On Friday, a Kurdish official who participated in the negotiations said the United States was pressuring the Kurds to accept demands of Shiites and Sunnis on the role of Islam in government to reach agreement.

In recent weeks, various Sunni groups — which boycotted January's parliamentary elections — have been urging fellow Sunnis to vote in the referendum and a general election planned for December.
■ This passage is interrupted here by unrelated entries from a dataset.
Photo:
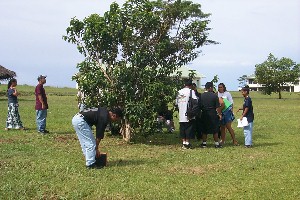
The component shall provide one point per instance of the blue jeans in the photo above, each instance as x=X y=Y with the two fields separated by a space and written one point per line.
x=41 y=116
x=248 y=133
x=86 y=139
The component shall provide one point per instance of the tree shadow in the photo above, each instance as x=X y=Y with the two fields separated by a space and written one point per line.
x=267 y=144
x=124 y=162
x=158 y=139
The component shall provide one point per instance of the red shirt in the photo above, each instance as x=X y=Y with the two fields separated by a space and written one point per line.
x=39 y=90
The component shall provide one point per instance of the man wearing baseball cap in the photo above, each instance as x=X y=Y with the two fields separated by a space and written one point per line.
x=41 y=105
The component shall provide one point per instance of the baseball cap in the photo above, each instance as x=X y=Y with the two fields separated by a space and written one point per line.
x=41 y=77
x=209 y=85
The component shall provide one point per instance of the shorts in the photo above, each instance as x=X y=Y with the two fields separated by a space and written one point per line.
x=227 y=117
x=185 y=130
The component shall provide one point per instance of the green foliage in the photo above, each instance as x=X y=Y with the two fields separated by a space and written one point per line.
x=242 y=80
x=274 y=73
x=132 y=52
x=52 y=166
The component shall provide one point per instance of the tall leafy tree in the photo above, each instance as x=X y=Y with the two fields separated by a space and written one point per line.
x=242 y=80
x=132 y=53
x=275 y=73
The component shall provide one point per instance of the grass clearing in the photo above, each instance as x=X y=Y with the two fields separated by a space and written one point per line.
x=52 y=166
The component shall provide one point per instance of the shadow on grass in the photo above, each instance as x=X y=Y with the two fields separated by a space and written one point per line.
x=160 y=139
x=266 y=144
x=122 y=162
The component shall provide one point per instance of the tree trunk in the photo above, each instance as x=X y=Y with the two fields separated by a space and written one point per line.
x=126 y=131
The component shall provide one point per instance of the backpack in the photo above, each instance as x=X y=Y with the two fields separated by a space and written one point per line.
x=193 y=109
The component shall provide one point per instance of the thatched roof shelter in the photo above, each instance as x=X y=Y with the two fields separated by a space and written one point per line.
x=6 y=74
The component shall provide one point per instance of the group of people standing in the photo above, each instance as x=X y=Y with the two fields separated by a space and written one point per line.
x=13 y=120
x=216 y=115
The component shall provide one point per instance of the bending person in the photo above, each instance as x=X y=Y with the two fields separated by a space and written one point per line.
x=82 y=123
x=227 y=114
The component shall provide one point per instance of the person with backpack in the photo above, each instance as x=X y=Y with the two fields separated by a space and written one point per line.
x=185 y=119
x=211 y=114
x=13 y=120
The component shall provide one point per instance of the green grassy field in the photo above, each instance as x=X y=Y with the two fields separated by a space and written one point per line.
x=52 y=166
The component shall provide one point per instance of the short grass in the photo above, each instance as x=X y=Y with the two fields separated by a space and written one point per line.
x=52 y=166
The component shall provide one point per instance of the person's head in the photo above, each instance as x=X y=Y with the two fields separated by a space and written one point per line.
x=115 y=114
x=188 y=83
x=222 y=88
x=209 y=86
x=12 y=83
x=245 y=91
x=42 y=79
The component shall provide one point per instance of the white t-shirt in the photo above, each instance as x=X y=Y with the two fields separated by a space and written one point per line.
x=182 y=101
x=226 y=95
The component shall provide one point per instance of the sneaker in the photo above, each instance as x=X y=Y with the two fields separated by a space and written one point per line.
x=102 y=160
x=171 y=130
x=43 y=132
x=186 y=146
x=94 y=166
x=203 y=145
x=218 y=146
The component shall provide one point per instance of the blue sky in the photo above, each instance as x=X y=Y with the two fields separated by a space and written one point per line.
x=31 y=37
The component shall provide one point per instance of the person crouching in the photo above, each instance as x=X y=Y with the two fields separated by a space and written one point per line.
x=83 y=122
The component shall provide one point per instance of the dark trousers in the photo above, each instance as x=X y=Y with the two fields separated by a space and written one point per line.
x=186 y=129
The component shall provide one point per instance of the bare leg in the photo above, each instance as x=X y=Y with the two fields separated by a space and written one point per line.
x=231 y=131
x=223 y=134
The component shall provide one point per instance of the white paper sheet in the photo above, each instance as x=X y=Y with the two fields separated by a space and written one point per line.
x=243 y=122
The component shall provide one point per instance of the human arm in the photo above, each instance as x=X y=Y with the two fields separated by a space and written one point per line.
x=244 y=113
x=97 y=147
x=41 y=100
x=220 y=106
x=15 y=92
The voter-registration deadline is Sept. 1.

The boycott left the once-dominant community with few seats in a parliament dominated by Shiites and Kurds, and reduced its influence in the political maneuvering surrounding the draft charter.

On Friday, masked gunmen killed three Sunni Arab members of the Islamic Party in front of horrified witnesses outside a Mosul mosque after grabbing them as they hung posters urging fellow Sunnis to vote in the referendum.

On Saturday, men inside a car used in the kidnappings and killings fired at a patrol of U.S. military and Iraqi police. The patrol returned fire, setting the BMW on fire and killing three men inside, al-Jbouri said.

In other developments, Ramadi police reported on Friday that U.S. warplanes bombed a house, destroying it but causing no casualties. Police Capt. Nassir Al-Alousi said the house was empty at the time.

A statement released by the U.S. military Saturday said only that Air Force F-16s and Royal Air Force GR-4s "provided close air support to coalition troops" in the area. It gave no further details.

Also Saturday:

—Two policemen were killed in a gunfight with militants near the Al-Shurta tunnel in the Amiryaa neighborhood of Baghdad, Capt. Talib Thamir said.

—Gunmen shot and killed two civilians in Baghdad's Al-Amil district and a mortar shell exploded in the capital's Mansour neighborhood, injuring a woman, police said.

—Two separate attacks — one with a hand grenade and another with a roadside bomb — killed three Iraqi soldiers in Fallujah, hospital officials said.